Le ridotte aspettative riguardo al percorso dei tassi di interesse in Europa, ribadite durante il Forum Economico Mondiale di Davos, e le tensioni nello stretto di Bab al-Mandab, che incidono prevalentemente sulle rotte mediterranee, stanno riflettendo le sfide e le incertezze che l’Europa sta affrontando. In particolare, Berlino emerge come una fonte di preoccupazione, con attuali manifestazioni, come le recenti proteste degli agricoltori contro i tagli ai sussidi per il carburante, un’impasse nell’approvazione della legge di Bilancio e un rallentamento economico che sta influenzando la tradizionale locomotiva europea. La Germania, un tempo inarrestabile come una locomotiva europea ad alta velocità, sostenuta dai bassi costi energetici e dai solidi legami commerciali con Pechino, sembra ora scivolare su binari in pendenza, riducendo la sua corsa.
Le letture di ieri da parte della Destatis, l’Istat tedesco, hanno chiaramente evidenziato, nelle letture preliminari del PIL (i dati trimestrali ufficiali verranno pubblicati tra due settimane), come l’economia tedesca abbia registrato una contrazione dello 0,3% nel 2023, a seguito di un’espansione riveduta dell’1,8% nel 2022. Tale contrazione è attribuibile a un’incrollabile inflazione durante l’intero anno e all’aumento dei tassi di interesse, che hanno frenato sia l’attività che la domanda, sia interna che estera.

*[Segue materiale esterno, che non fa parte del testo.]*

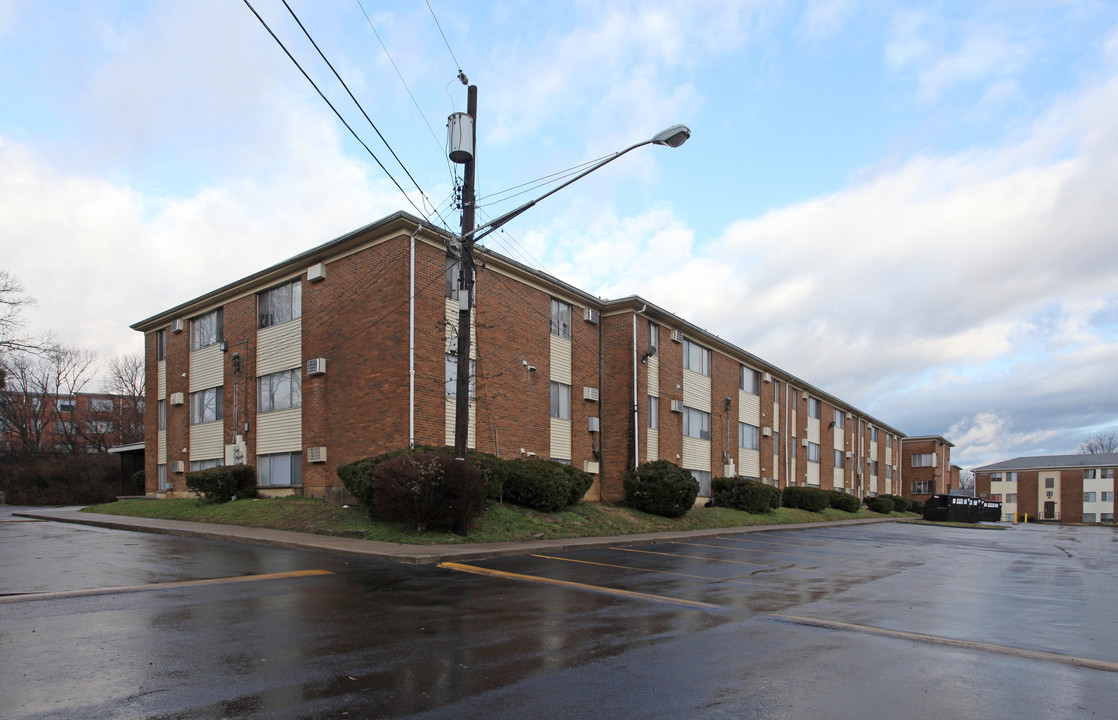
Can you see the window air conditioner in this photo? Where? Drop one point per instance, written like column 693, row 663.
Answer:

Il settore industriale ha subito una battuta d’arresto significativa, con una caduta del 2% nella produzione, soprattutto nel comparto delle forniture energetiche. La produzione manifatturiera è diminuita dello 0,4%, principalmente a causa della forte contrazione nell’industria automobilistica e nella costruzione di altri veicoli. Sul versante della domanda, si sono registrati cali nei consumi privati (-0,8%), negli investimenti (-0,3%) e nella spesa pubblica (-1,7%). La domanda estera netta ha contribuito positivamente, ma solo perché le importazioni sono diminuite più delle esportazioni. La Germania, che ha già registrato una delle performance più deboli tra le economie avanzate l’anno scorso, è previsto che continuerà a mostrare una crescita modesta nel 2024, con le previsioni dell’UE, pubblicate a novembre, che indicano una crescita dello 0,8%. L’economia del Paese resta sotto pressione a causa degli attriti nella catena di approvvigionamento, delle persistenti pressioni inflazionistiche, della debole domanda globale per i beni manifatturieri e degli interessi più elevati, tutti fattori che hanno pesato sulla produzione nazionale.

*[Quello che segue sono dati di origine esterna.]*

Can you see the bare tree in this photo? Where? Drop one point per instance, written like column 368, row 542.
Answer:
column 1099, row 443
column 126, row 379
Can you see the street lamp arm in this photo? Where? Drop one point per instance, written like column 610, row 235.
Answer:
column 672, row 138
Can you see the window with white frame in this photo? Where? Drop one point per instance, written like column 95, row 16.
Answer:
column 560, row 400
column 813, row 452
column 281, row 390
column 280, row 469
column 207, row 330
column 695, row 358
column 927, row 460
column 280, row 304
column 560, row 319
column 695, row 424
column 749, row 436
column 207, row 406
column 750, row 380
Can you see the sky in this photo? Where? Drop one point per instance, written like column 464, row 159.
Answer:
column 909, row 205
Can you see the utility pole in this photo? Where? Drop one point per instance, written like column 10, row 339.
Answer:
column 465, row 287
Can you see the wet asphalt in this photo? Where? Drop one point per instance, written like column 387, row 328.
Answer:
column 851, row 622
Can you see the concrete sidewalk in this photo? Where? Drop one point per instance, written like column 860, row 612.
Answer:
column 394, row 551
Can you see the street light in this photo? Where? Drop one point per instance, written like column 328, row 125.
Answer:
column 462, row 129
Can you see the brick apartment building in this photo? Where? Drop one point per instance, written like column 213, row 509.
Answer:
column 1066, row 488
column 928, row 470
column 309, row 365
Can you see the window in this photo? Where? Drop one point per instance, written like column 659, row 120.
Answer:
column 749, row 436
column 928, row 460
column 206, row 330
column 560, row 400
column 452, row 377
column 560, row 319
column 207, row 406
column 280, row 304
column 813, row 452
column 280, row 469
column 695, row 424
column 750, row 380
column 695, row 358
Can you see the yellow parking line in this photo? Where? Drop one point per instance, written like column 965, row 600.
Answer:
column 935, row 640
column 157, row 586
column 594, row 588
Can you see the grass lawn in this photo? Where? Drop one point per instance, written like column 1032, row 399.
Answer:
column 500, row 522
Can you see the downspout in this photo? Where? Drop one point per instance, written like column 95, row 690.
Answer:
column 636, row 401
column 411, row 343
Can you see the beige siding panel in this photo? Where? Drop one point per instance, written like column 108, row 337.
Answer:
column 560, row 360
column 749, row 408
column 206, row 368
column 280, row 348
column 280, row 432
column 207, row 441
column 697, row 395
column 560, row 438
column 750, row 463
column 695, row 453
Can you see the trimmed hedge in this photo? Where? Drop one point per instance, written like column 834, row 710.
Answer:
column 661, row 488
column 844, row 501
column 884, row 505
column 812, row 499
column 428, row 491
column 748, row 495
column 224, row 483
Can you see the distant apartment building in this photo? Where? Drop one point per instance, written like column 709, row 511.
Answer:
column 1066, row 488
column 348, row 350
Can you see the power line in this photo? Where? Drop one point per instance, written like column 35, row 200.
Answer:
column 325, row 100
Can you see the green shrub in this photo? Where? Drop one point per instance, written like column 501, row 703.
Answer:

Proprio ieri al World Economic Forum di Davos, Robert Holzmann, membro falco del Consiglio direttivo della BCE, ha chiarito di ritenere prematuro parlare di tagli dei tassi quest’anno, a causa dell’inflazione persistente e dei rischi geopolitici. Questi sentimenti fanno eco ai precedenti commenti della presidente della BCE Christine Lagarde, che avvertiva che è troppo presto per parlare di riduzione dei costi di finanziamento. Secondo un sondaggio di economisti di Bloomberg, la Banca Centrale Europea abbasserà i tassi di interesse quattro volte quest’anno. Si prevede che i tagli, ciascuno di 25 punti base, inizieranno a giugno, con ulteriori riduzioni a settembre, ottobre e dicembre portando il tasso sui depositi al 3%. Sebbene si tratti di una mossa in più rispetto a quanto previsto nel sondaggio del mese scorso, è comunque più conservativa rispetto alle sei, a partire da aprile, che gli investitori stanno scontando.

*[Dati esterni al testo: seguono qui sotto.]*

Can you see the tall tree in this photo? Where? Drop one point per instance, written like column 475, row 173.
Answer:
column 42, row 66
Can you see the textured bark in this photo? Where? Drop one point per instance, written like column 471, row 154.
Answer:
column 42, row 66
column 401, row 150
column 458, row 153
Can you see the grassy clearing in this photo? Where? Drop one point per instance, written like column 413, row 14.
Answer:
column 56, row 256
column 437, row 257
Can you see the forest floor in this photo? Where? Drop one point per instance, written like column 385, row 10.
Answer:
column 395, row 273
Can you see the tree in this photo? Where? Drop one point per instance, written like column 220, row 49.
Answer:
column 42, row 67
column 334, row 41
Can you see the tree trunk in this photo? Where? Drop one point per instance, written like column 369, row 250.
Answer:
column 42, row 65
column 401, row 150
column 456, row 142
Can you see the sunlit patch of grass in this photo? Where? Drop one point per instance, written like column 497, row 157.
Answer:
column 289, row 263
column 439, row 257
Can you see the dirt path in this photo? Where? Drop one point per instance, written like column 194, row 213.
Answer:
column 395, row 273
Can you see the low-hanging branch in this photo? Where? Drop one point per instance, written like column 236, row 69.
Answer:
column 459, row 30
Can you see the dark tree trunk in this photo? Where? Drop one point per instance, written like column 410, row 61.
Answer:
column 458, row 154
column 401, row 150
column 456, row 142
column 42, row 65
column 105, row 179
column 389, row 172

Sarà un anno di crescita modesta, con un’economia in frenata rispetto al già debole 2023. Dal World Economic Forum (WEF) di Davos arrivano previsioni al ribasso, in linea con i più recenti scenari tratteggiati dal Fondo monetario internazionale e dalla Banca mondiale. In Europa, le prospettive si sono notevolmente indebolite rispetto al sondaggio di settembre 2023, con una percentuale di intervistati che prevede una crescita debole o molto debole quasi raddoppiata al 77%. Anche negli Stati Uniti e in Medio Oriente e Nord Africa le prospettive sono più deboli, con circa sei intervistati su 10 che prevedono una crescita moderata o più forte quest’anno (in calo rispettivamente dal 78% e dal 79%).
Il rallentamento economico, se gestito correttamente, non dovrebbe spaventare gli investitori, poiché può presentare opportunità favorevoli per i mercati finanziari. In caso di un “soft landing”, in cui l’economia evita una recessione ma cresce al di sotto del suo potenziale, ci si aspetta che le banche centrali adottino politiche monetarie più accomodanti. Questo potrebbe includere tagli ai tassi di interesse per stimolare l’attività economica e sostenere la fiducia degli investitori. Il combinato effetto di un rallentamento economico e politiche monetarie accomodanti può riflettersi positivamente sui mercati azionari e obbligazionari. Gli investitori spesso reagiscono positivamente alla prospettiva di tassi di interesse più bassi, rendendo gli investimenti azionari più attraenti rispetto a alternative a basso rendimento. Un altro vantaggio potrebbe derivare dalla riduzione dell’inflazione durante un rallentamento economico. Se l’inflazione diminuisce, le pressioni sui margini delle imprese possono alleviarsi, contribuendo a una prospettiva più positiva per le società quotate in borsa. Questo scenario può incentivare gli investitori a mantenere o aumentare le loro posizioni nei mercati azionari. Inoltre, il calo dei rendimenti obbligazionari durante fasi di rallentamento economico può aumentare l’attrattiva degli strumenti obbligazionari. Gli investitori possono cercare rifugio in titoli di stato e obbligazioni aziendali, spingendo al rialzo i prezzi di questi strumenti. Paradossalmente, uno scenario positivo di “no landing”, ovvero di crescita sopra il potenziale e inflazione in calo meno del previsto, potrebbe essere negativo. In questo contesto, i tagli dei tassi avverrebbero più tardi e a un ritmo più lento di quanto previsto, risultando negativi per i mercati azionari e obbligazionari, nonostante una crescita sorprendentemente più forte.
In questo scenario, tuttavia, i rischi geopolitici potrebbero generare incertezza e volatilità sui mercati. Gli attacchi continui degli Houthi alle navi nel Mar Rosso mantengono alta la tensione in Medio Oriente, sebbene al momento siano stati controbilanciati da una prospettiva economica globale instabile e dai rialzi del dollaro. Nonostante un’evoluzione incerta, ieri i prezzi del petrolio sono tuttavia calati, così come quelli del gas europeo TTF. Questa tendenza, tuttavia, potrebbe essere difficile da sostenere e rischia soprattutto di generare nuove pressioni inflazionistiche, specialmente in Europa, a causa degli aumenti dei prezzi dell’energia e dei costi di trasporto (è interessante notare che le maggiori crescite dei prezzi nell’indice dei container sono state osservate sulla rotta Shanghai-Europa).